Neutralising antibodies
“SARS-CoV-2-specific neutralising antibody and T cell responses were retained 12 months after initial infection. Neutralising antibodies to the D614G, Beta, and Delta were reduced compared with those for the original strain, and were diminished in general. Memory T cell responses to the original strain were not disrupted by new variants,” they write. “Our findings show that robust antibody and T cell immunity against SARS-CoV-2 is present in majority of recovered patients 12 months after moderate-to-critical infection.”
Robustness of T cells
The study reveals the durability and robustness of the T cell responses against variants, including Delta, even after one year of infection. Most importantly, the robust and longstanding T cell responses were seen in people who have not been reinfected or vaccinated. This would mean even in the absence of vaccination, a person who has been infected by the virus even one year ago would have robust immune responses, which would offer protection against disease progressing to a severe form requiring hospitalisation. But the neutralising antibodies were found to diminish at the end of 12 months.
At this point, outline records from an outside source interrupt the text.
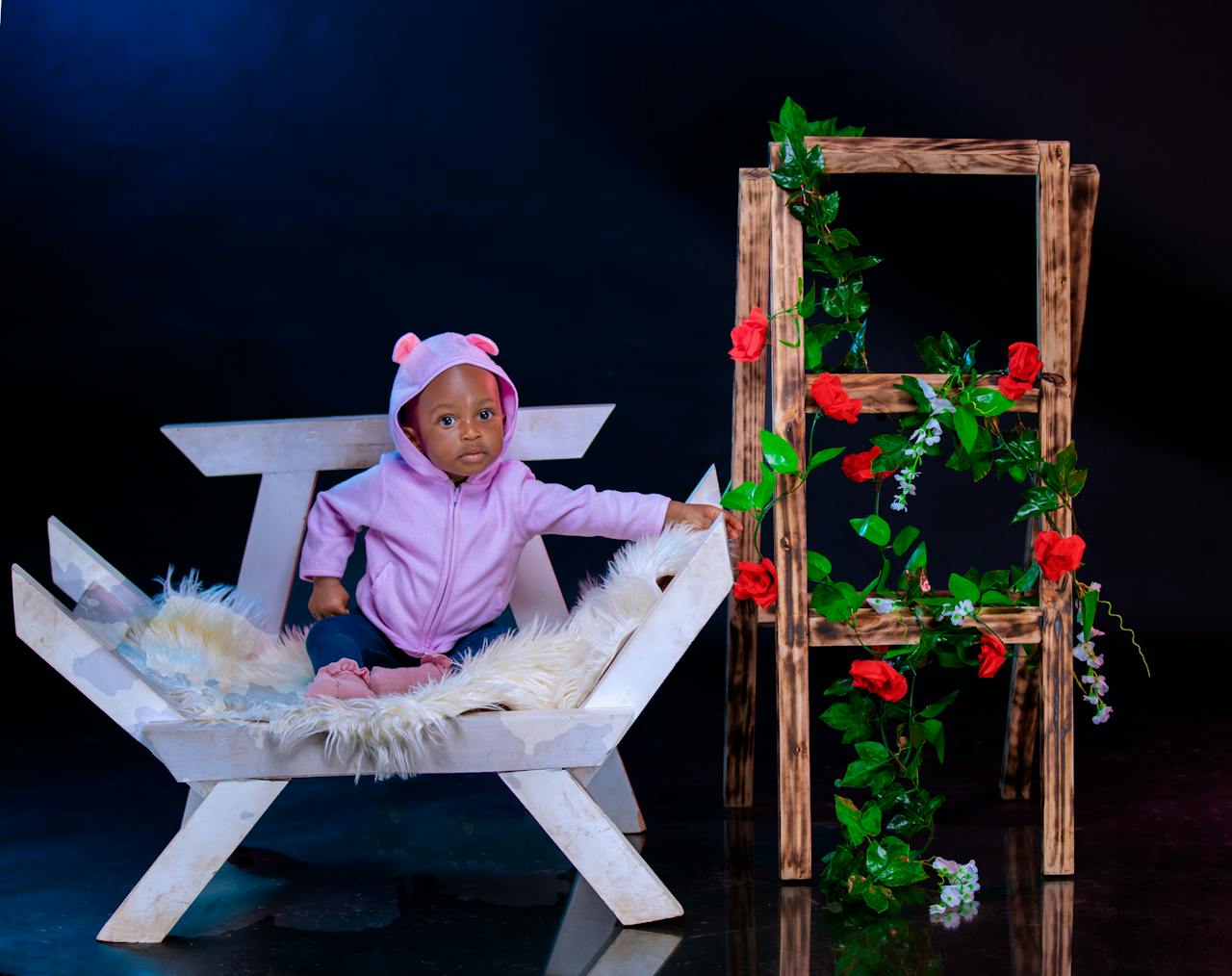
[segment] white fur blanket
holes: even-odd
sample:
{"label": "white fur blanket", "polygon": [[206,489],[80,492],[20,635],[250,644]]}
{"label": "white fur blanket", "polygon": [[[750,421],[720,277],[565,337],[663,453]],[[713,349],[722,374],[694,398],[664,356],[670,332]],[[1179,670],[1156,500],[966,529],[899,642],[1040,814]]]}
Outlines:
{"label": "white fur blanket", "polygon": [[229,587],[202,590],[190,573],[170,578],[155,614],[134,621],[121,652],[188,717],[270,722],[283,743],[325,733],[325,749],[356,768],[405,775],[420,749],[463,712],[577,707],[662,595],[657,580],[678,573],[703,532],[669,526],[630,542],[602,580],[582,585],[569,616],[533,621],[468,656],[439,681],[378,699],[306,699],[312,679],[303,628],[270,635]]}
It might be recalled that except the Oxford vaccine (AstraZeneca), none of the trials evaluated the ability of the vaccines to prevent infection. The endpoint of all vaccine efficacy studies was to evaluate if vaccinated people developed symptomatic disease or not.
Lack of studies
However, the booster doses aggressively pushed by vaccine manufacturers are for preventing infection. And even when the neutralising antibodies increase after a booster shot, they do drop after a few months. No studies have been done to evaluate if booster doses improve T cell immune responses, which is the most important criterion of vaccination.
In the case of neutralising antibodies, the researchers found that 121 (85.8%) were positive for neutralising antibodies at the 6 months while there was a slight reduction at the end of 12 months as only 115 (81.6%) were positive for neutralising antibodies.
The neutralising antibody titres did not show any difference based on disease severity — mild or moderate — or in those younger than 60 years. However, the neutralising antibody titres declined in older people and in people with critical disease.
Response to strains
A year after infection, 115 of 141 (82%) individuals had neutralising antibodies against the original strain from Wuhan, China. “In contrast, only 68 (48%) had neutralising antibodies against D614G, 32 (23%) had neutralising antibodies against the Beta variant, and 69 (49%) had neutralising antibody responses against the Delta variant”, they write.